I ranked 6th out of 164 participants on the public leaderboard:
I created a new data set containing only croped boxes of detected birds for each image. This can help the classification model focus more on birds and less on non relevant image parts. In order to do this, I used the detectron2 open source code published by FAIR. This package provide multiple pretrained model on the COCO dataset that can perform multiple tasks such as detection or segmentation : [detectron2](https://github.com/facebookresearch/ detectron2/blob/main/MODEL_ZOO.md)
For this project, I used an instance segmentation model (Mask R-CNN with ResNeXt-101-32x8d) which provide both bounding boxes and segmentation of detected object with a good box average precision on COCO (44.3).
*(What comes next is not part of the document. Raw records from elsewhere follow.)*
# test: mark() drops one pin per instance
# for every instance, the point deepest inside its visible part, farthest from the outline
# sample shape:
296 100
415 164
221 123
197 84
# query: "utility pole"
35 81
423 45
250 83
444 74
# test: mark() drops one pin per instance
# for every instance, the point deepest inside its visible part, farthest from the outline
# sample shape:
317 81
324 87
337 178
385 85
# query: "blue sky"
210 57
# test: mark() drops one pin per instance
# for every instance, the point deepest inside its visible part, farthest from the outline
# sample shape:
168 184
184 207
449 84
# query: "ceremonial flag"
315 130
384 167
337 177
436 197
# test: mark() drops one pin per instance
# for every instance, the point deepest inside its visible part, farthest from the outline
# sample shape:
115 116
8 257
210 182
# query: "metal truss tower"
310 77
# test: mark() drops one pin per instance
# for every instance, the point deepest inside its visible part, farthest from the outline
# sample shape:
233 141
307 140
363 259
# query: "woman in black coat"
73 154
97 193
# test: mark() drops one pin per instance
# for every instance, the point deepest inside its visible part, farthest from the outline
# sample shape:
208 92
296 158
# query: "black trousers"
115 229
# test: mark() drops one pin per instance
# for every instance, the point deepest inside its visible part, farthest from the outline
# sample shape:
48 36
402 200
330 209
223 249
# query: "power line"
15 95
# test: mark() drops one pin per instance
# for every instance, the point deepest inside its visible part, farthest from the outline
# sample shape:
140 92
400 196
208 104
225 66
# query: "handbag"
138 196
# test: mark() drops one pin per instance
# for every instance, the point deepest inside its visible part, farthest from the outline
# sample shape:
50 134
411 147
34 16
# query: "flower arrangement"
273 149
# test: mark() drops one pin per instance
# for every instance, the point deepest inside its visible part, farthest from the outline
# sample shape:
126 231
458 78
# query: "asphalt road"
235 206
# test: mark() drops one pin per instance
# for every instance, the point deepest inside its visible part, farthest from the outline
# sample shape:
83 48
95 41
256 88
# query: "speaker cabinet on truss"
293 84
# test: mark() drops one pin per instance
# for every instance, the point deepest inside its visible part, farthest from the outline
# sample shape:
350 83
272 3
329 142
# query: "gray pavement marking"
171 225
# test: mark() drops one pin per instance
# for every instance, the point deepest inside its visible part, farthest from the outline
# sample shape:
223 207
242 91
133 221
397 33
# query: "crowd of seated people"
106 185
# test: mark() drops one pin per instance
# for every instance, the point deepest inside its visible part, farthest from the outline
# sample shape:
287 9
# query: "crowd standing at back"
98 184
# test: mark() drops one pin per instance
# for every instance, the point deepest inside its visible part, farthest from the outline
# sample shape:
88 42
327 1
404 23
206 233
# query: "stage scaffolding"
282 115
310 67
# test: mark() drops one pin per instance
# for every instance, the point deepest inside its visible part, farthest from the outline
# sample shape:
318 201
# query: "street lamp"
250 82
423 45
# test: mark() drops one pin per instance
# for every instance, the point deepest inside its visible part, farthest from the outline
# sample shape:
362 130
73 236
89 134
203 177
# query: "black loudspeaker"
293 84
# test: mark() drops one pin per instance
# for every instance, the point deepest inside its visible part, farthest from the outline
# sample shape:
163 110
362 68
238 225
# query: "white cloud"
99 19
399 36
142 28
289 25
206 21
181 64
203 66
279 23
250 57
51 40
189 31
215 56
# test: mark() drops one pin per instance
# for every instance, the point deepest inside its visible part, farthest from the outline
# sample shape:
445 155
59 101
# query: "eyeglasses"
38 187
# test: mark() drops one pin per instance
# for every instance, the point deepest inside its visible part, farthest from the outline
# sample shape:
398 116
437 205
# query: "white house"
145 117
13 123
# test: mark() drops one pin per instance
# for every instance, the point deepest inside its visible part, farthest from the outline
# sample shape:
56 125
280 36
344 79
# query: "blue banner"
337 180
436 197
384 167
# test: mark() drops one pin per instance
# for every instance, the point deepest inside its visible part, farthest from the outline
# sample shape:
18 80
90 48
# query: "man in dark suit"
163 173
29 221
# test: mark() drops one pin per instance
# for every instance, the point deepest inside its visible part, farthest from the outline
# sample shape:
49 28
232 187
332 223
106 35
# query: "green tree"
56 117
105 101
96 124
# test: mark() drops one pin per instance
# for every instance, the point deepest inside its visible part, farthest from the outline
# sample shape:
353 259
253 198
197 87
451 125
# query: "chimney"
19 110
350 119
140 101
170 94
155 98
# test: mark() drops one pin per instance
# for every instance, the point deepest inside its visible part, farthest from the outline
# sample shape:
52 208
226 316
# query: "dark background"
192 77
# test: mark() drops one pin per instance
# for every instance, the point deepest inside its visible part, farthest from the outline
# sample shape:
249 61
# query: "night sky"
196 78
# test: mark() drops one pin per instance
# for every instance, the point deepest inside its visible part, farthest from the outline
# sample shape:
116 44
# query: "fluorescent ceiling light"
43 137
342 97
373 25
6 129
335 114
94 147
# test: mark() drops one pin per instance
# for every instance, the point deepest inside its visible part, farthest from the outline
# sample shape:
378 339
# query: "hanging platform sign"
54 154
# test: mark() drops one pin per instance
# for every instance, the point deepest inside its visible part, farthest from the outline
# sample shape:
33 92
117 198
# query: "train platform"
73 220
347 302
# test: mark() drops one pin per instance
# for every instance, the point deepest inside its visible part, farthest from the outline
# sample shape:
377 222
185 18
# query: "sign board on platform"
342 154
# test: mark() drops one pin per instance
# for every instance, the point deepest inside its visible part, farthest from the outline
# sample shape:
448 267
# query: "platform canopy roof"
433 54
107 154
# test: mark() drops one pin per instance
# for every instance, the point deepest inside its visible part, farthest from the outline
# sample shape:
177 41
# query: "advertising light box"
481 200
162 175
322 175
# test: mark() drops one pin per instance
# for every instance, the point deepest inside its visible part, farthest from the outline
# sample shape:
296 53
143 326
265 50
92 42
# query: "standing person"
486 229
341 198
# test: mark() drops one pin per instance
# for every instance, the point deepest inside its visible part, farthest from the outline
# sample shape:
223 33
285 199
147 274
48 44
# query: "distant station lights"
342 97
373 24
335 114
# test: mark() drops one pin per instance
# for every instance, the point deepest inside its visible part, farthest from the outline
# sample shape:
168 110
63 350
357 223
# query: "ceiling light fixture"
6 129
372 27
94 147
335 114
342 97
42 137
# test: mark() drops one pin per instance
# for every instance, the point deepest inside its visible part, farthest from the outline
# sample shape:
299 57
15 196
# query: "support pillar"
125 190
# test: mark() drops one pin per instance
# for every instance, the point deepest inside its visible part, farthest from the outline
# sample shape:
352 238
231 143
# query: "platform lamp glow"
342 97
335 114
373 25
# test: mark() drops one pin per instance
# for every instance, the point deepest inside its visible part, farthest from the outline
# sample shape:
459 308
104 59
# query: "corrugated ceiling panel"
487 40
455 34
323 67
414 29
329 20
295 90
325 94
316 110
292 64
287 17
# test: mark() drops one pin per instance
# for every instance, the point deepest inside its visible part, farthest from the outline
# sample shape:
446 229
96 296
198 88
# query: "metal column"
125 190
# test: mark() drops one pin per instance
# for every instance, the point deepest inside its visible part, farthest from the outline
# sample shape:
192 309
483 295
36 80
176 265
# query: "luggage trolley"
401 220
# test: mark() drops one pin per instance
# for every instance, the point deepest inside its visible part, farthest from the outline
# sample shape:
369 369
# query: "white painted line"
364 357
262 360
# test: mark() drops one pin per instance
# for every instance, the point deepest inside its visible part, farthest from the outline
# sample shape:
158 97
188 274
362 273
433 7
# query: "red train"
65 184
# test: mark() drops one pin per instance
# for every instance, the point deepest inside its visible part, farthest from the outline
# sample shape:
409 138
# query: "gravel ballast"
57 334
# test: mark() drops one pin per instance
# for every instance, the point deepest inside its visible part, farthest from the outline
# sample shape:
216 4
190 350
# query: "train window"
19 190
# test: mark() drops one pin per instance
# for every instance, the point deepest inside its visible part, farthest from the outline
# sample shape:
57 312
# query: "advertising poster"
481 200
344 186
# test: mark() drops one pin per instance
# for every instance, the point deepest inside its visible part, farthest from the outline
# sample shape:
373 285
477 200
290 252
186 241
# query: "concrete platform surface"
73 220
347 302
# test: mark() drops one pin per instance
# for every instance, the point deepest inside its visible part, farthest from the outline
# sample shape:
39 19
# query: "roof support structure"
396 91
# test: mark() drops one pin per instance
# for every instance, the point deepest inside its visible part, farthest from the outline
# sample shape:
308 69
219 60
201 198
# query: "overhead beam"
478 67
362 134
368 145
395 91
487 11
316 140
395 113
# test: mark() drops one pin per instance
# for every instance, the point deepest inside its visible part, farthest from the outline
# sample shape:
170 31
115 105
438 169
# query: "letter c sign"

For each image, I croped the highest confident bird box and enlarged it to get a square image. When no bird is detected, the original image is kept and added to the new dataset.
Data Augmentation can greatly improve the accuracy of vision transformers fine-tunned models. I added random Horizontal flip (0.4) and RandAugment to my data set during training.
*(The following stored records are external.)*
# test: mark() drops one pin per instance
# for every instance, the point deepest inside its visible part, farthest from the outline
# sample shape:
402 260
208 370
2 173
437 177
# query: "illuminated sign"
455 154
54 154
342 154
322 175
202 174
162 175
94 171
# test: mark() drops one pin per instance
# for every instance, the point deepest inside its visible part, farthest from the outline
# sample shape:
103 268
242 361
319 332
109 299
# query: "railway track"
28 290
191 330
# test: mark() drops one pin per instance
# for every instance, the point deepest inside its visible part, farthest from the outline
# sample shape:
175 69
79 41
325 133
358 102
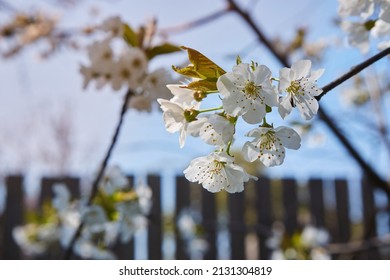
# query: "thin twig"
282 58
193 24
354 70
95 185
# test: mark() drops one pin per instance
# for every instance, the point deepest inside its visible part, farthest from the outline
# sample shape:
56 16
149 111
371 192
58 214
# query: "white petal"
250 151
285 106
289 137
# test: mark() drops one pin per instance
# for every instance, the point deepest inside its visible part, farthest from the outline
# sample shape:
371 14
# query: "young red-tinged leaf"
203 85
201 66
130 36
161 49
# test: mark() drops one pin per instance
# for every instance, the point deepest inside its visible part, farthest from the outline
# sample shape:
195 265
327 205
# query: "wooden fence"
250 214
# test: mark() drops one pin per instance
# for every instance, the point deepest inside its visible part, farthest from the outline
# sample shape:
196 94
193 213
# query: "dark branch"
282 58
355 70
95 185
196 23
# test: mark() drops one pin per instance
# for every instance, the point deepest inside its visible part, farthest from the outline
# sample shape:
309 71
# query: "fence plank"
47 191
125 251
343 232
182 202
237 227
369 218
264 217
209 220
290 203
13 216
155 220
316 202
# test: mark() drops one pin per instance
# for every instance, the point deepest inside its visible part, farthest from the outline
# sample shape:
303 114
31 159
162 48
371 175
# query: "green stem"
210 110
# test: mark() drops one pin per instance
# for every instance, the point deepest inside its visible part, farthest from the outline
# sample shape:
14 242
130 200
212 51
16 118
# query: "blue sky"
35 92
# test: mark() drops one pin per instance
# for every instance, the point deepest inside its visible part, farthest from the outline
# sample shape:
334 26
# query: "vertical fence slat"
47 191
125 251
264 210
237 227
155 225
317 202
209 220
13 216
182 202
369 218
290 203
343 232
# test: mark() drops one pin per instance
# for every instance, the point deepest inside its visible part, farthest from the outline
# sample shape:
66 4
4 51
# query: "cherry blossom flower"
301 88
269 144
179 117
247 92
181 94
217 171
216 130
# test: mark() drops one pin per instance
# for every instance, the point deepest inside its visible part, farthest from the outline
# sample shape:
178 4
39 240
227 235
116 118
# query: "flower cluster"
246 92
129 67
117 213
364 18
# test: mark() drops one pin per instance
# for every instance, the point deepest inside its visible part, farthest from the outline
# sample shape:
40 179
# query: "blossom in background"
114 25
269 144
299 84
362 8
217 171
247 92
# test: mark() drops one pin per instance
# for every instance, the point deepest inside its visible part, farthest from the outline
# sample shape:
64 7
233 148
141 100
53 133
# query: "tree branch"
282 58
196 23
354 70
95 185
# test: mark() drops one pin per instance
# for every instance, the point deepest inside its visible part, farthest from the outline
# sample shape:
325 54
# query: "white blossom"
216 130
178 117
362 8
181 94
269 144
247 92
301 88
217 171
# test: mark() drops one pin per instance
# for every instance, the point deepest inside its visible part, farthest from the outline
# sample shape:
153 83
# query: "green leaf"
201 66
130 36
161 49
203 85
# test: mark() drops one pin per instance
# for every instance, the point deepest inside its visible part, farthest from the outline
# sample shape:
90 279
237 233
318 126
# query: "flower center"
217 167
251 89
268 140
294 87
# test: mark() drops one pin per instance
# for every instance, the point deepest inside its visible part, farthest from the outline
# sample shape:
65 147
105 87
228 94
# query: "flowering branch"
355 70
95 185
370 172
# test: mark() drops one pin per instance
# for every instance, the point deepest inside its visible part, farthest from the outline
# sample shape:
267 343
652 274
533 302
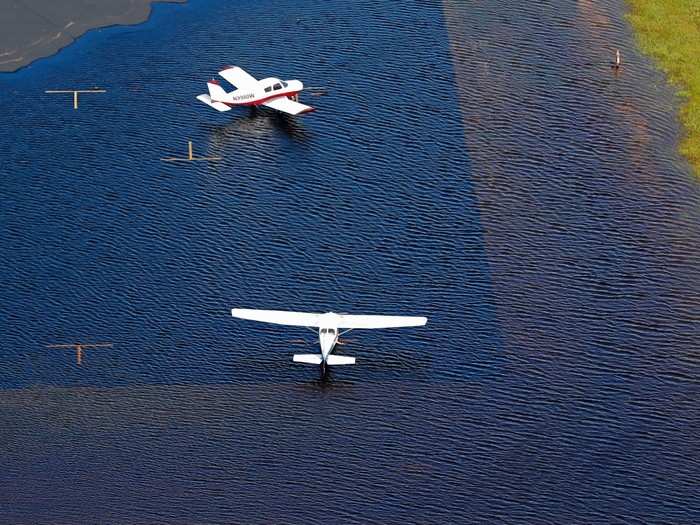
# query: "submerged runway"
477 163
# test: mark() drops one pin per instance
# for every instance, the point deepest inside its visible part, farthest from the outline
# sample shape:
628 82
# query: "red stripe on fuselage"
260 101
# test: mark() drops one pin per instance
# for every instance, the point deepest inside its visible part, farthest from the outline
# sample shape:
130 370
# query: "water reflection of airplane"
80 347
256 125
273 93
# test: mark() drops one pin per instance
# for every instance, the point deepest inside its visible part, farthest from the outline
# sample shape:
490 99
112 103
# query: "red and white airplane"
270 92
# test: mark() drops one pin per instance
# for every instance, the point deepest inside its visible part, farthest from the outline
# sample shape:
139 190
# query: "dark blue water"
475 163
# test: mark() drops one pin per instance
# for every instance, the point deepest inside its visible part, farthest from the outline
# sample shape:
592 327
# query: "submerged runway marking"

Finally, I resized the images to shape (384,384,3) so that it could fit pretrained vision transformer models.
Transfer-learning works well for small datasets : using a pretrained model on a huge data set can help get much complex image representations and build more performant models. I first tried to fine tune pretrained ResNet and EfficientNet with linear layers on top but I couldn’t get over 0.77 accuracy score on the public leaderboard.
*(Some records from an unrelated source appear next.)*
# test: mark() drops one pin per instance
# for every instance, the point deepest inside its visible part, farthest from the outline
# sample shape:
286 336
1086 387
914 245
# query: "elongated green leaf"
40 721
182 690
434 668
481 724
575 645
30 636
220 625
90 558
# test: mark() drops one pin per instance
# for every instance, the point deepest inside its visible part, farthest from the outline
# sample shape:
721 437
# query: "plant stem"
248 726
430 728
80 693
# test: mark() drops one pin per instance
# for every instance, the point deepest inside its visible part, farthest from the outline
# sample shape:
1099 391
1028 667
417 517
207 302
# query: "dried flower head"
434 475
I finally tried various pretrained vision transformer models from timm library to which I added 3 linear layers whith dropout to limit overfitting. I finally selected the vit base resnet50 384 model. Vision Transformer have recently received a huge interest in the Computer Vision community.
I trained the model for 30 epochs on training set and evaluated it on validation set. I used Adam Optimizer, cross entropy criterion and early stopping (4 patience steps) in order to limit overfitting. The model stoped training after 14 epochs because of EarlyStopping. It reached 0.87 accuracy on the public leaderboard.
- E. D. Cubuk, B. Zoph, J. Shlens, and Q. V. Le. Randaugment: Practical data augmentation with no separate search. CoRR, abs/1909.13719, 2019.
- A. Dosovitskiy, L. Beyer, A. Kolesnikov, D. Weissenborn, X. Zhai, T. Unterthiner, M. Dehghani, M. Minderer, G. Heigold, S. Gelly, J. Uszkoreit, and N. Houlsby. An image is worth 16x16 words: Transformers for image recognition at scale. CoRR, abs/2010.11929, 2020.
- K. He, G. Gkioxari, P. Dollar, and R. B. Girshick. Mask R- ´ CNN. CoRR, abs/1703.06870, 2017.
- A. Steiner, A. Kolesnikov, X. Zhai, R. Wightman, J. Uszkoreit, and L. Beyer. How to train your vit? data, augmentation, and regularization in vision transformers. CoRR, abs/2106.10270, 2021.